Она переминается с ноги на ногу:

– Нет, мне нужна эта встреча. Либо я увижу его и пойму, что влюблена в плод своей фантазии, и меня отпустит. Либо… – Она тяжело вздыхает: – Я по уши погрязну в дерьме.

– А если тебя ждет второй вариант, Мар?

Она нервно убирает прядь за ухо и еле слышно говорит.

– Тогда я сделаю все, чтобы мы с ним оказались в этом дерьме вместе.

Я озадаченно отвожу взгляд, мои глаза бродят по вывескам. Вот еще один новый магазинчик. Сколько их появилось за эти два года? Время не стоит на месте и неумолимо движется вперед, меняя все вокруг и нас. Но есть чувства и устои, которые остаются неизменными. Есть то, над чем время не властно.

– Да, ты права. Тебе нужна эта встреча, чтобы двигаться дальше. Уверена, ты посмотришь на него и со смехом подумаешь: «Он – причина моих бессонных ночей?» – шучу я, пытаясь подавить волнение и разрядить атмосферу.

Марион берет меня за руку. На каблуках она выше меня, мне приходится приподнять голову, чтобы заглянуть ей в глаза.

– А что насчет тебя, Эль? – тихо спрашивает она.

Я качаю головой. Не собираюсь говорить об этом. Никогда в жизни.

– Пошли быстрее, а то опоздаем в первый учебный день, – тараторю я и быстрыми шагами направляюсь к школе.

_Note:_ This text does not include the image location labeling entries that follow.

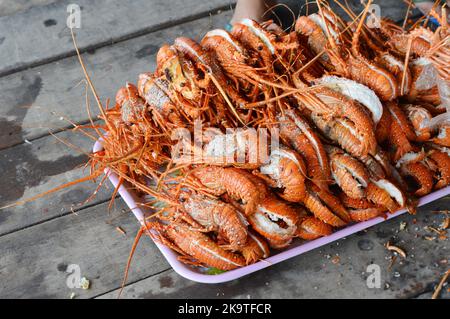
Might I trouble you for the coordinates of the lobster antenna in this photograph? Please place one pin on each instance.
(88, 79)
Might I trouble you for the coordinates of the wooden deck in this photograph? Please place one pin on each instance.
(40, 89)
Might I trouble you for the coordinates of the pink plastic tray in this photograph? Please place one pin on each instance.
(296, 249)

Я будто пытаюсь убежать от чего-то, точнее, от кого-то. Но в глубине души знаю: мне не убежать. Ведь то, от чего я бегу, сидит во мне глубоко и прочно.

В отличие от Марион, мне встреча не нужна. Я не готова встретиться лицом к лицу со своими страхами, тайными желаниями и злостью. Я готова убегать от них всю жизнь, похоронить на задворках памяти и ни при каких обстоятельствах не воскрешать.

* * *

Двери школы еще закрыты, около нее столпотворение. Некоторые ученики стоят в одиночестве и беспокойно поглядывают на группы людей, которые с шумными овациями встречают друзей. На лицах одиночек написано «новенькие». Вспоминаю себя такой же потерянной и одинокой: сейчас я не переживала бы о такой ерунде, как новая школа. А тогда меня трясло от страха. Как только мы с Марион подходим ближе, некоторые группы замолкают и с любопытством на нас смотрят. Она задирает подбородок и смотрит свысока на людей вокруг, я еле сдерживаю смешок. Эти школьники, которые изо всех сил пытаются казаться старше, выглядят нелепо и комично. «Марион явно покорила их юные сердца», – думаю я, и смешок все-таки слетает с моих губ.